- The paper demonstrates that the TRICE algorithm leverages latent-variable inference to fine-tune chain-of-thought reasoning in LLMs.
- It employs an MCMC-EM framework with a novel control-variate technique to reduce gradient variance and stabilize training.
- Experiments on GSM8K and BIG-Bench Hard show TRICE outperforms baselines like STaR, enhancing overall reasoning accuracy.
Training Chain-of-Thought via Latent-Variable Inference
The paper "Training Chain-of-Thought via Latent-Variable Inference" (2312.02179) proposes a novel fine-tuning strategy for improving the performance of LLMs in solving problems using chain-of-thought (CoT) prompting. The method addresses the challenge of sampling from the posterior of rationales conditioned on the correct answer, employing a Markov-chain Monte Carlo (MCMC) expectation-maximization (EM) framework enhanced with a control-variate technique to optimize variance in gradient estimates. The effectiveness of this approach is demonstrated on datasets such as GSM8K and BIG-Bench Hard, showing superior performance compared to baseline methods like STaR and direct tuning.
Introduction to Chain-of-Thought and Fine-Tuning
LLMs generally achieve better accuracy and interpretability when they are prompted to reveal their reasoning in a step-by-step CoT manner. Traditional techniques to enhance model performance involve supervised fine-tuning, which aligns model parameters by maximizing the likelihood of correct answers. However, applying CoT with this approach necessitates detailed rationales, which can be costly to produce manually. The paper introduces a method that optimizes the marginal log-likelihood of generating the correct answer, effectively averaging over all rationales without explicit supervision for each.
Methodology: TRICE Algorithm
The core of the proposed method is the TRICE algorithm, short for "Tuning Rationales with Independence-Chain Expectation-Maximization." TRICE operates by modeling CoT methods as probabilistic latent-variable models, where the objective is to maximize the marginal likelihood of answers given questions. Instead of focusing on the correct answer alone, TRICE treats the rationales as latent variables, applying MCMC-EM to sample these rationales.
Control-Variate Technique: TRICE introduces a variance reduction strategy that applies a novel control-variate approach, which ensures that the variance of the gradient estimator reduces to zero as model accuracy improves.

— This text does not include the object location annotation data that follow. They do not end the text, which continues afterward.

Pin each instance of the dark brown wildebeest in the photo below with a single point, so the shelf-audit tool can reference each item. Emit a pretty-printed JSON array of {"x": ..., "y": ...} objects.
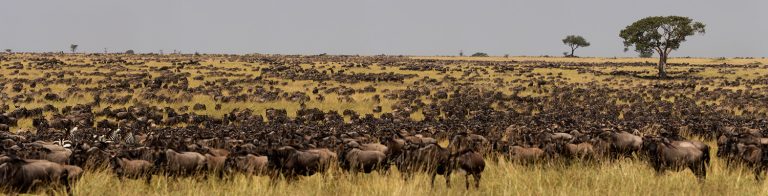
[
  {"x": 248, "y": 163},
  {"x": 677, "y": 155},
  {"x": 23, "y": 176},
  {"x": 133, "y": 169},
  {"x": 180, "y": 164},
  {"x": 353, "y": 158},
  {"x": 291, "y": 163},
  {"x": 523, "y": 155},
  {"x": 472, "y": 163},
  {"x": 622, "y": 143},
  {"x": 327, "y": 158},
  {"x": 431, "y": 159}
]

This is crucial as it stabilizes the convergence of training by selectively scaling gradient contributions based on the correctness of sampled rationales.

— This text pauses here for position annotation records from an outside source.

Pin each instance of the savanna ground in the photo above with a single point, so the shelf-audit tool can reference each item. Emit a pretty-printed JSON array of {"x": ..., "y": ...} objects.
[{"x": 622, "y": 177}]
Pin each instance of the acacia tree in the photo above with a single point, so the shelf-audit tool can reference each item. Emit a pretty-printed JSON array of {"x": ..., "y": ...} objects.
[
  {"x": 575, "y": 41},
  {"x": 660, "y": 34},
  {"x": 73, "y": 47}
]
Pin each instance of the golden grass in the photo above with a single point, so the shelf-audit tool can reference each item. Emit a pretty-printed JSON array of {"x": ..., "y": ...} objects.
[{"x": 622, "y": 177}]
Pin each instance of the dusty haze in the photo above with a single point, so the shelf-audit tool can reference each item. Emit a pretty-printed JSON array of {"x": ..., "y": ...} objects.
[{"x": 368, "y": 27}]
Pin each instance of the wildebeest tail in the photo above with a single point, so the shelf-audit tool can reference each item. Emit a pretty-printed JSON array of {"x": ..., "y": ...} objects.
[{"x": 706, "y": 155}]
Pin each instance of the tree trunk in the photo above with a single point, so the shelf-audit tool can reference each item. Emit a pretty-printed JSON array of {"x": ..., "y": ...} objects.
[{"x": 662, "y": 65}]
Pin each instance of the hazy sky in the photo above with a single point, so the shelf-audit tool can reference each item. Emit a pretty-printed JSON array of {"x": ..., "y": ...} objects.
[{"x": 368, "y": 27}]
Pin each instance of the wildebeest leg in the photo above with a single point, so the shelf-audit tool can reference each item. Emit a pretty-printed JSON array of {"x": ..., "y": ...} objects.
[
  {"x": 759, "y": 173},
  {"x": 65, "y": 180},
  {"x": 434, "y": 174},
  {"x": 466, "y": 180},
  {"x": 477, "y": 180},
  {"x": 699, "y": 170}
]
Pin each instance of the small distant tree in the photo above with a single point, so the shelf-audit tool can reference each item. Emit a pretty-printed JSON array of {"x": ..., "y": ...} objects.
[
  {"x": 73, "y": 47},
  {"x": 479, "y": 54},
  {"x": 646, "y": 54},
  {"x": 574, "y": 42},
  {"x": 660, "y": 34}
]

Implementation Details: The algorithm deploys a rationalization memory that stores latent rationales, updated iteratively through MCMC steps. It uses a hinted guide distribution to initialize rationales, which are then refined using proposals from the model itself. The method emphasizes bootstrapping from datasets with only questions and answers, thus bypassing the need for manually annotated rationales.
Experimental Results
The paper performs comprehensive evaluations using the GSM8K set for mathematical problem solving and the broader BIG-Bench Hard benchmark suite.

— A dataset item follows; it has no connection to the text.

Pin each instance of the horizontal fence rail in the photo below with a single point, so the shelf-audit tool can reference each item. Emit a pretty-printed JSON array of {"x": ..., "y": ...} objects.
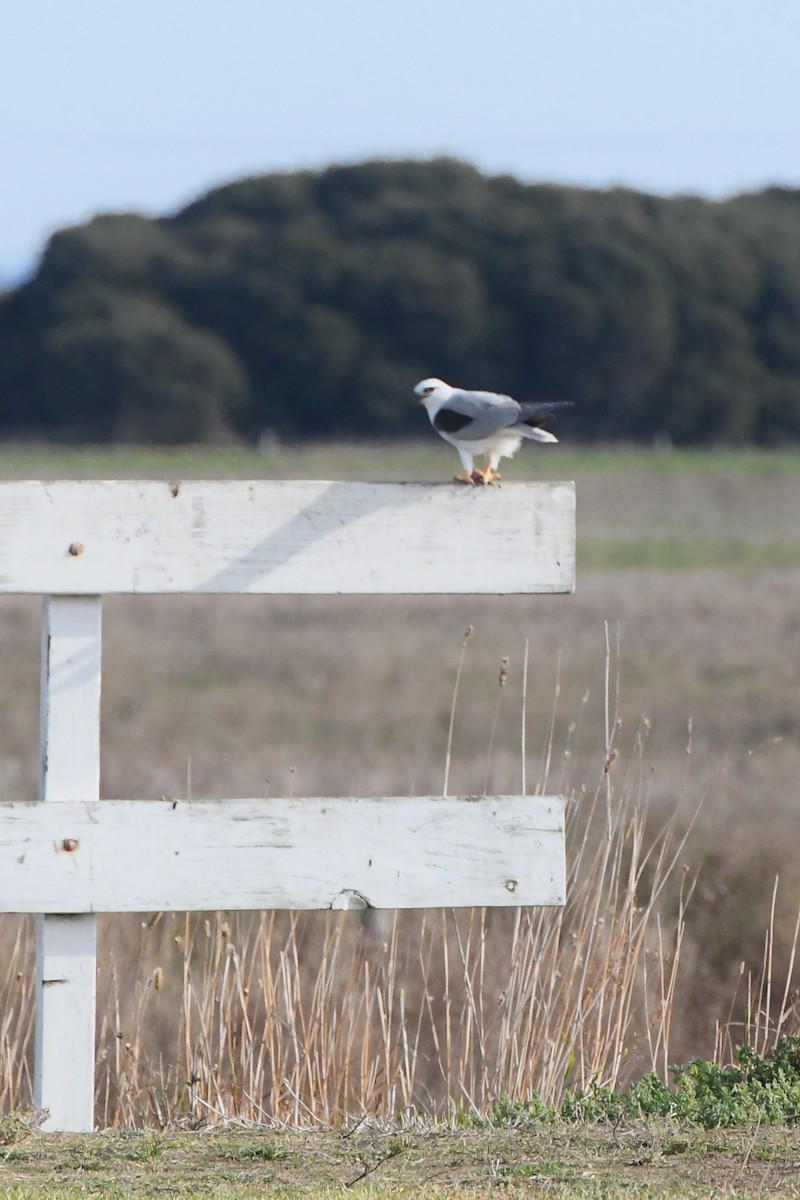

Performance Metrics: TRICE significantly outperforms baseline models including STaR and direct tuning, achieving higher accuracy in producing correct answers. This is validated through greedy decoding and self-consistency methods, where TRICE shows improvements in generating valid rationales across the board.
Advantages Over STaR: Compared to the STaR algorithm, TRICE avoids the pitfall of ignoring challenging examples, thus enhancing overall performance by being able to learn from both correct and incorrect rationales.
Figure 1: Time-varying estimates (with loess smoothers) of average training-set accuracy p(y∣x) and greedy-decoding validation-set accuracy for TRICE with and without the subsampled control-variate gradient estimator ("TRICE CV" and "TRICE no CV" respectively) and four-particle rejection sampling ("RS") on GSM8K.
Implications and Future Directions
The introduction of latent-variable inference through TRICE expands the landscape of CoT methods by demonstrating a feasible pathway to enhance LLM reasoning capabilities without extensive manual labeling. The probabilistic framework allows for a robust combination of reasoning paths at both training and inference stages, potentially leading to more nuanced model behaviors and applications.
Theoretical and Practical Impact: The method challenges the conventional reliance on direct supervision by showcasing the practical viability of latent-variable modeling. This has significant implications for developing models that generalize better across diversified reasoning tasks and benchmarks.
Prospects for Future Research: The paper paves the way for applying similar inference frameworks to other domains like tool-use, where reasoning processes are integral. Further exploration into optimizing the scalability and efficiency of such models across different architectures and task complexities remains an open frontier.
Conclusion
"Training Chain-of-Thought via Latent-Variable Inference" (2312.02179) presents a strategic advancement in reasoning with large models by leveraging latent-variable inference using TRICE. This method not only outperforms existing solutions but also sets the stage for future explorations in enhancing LLM capabilities via sophisticated probabilistic approaches to reasoning.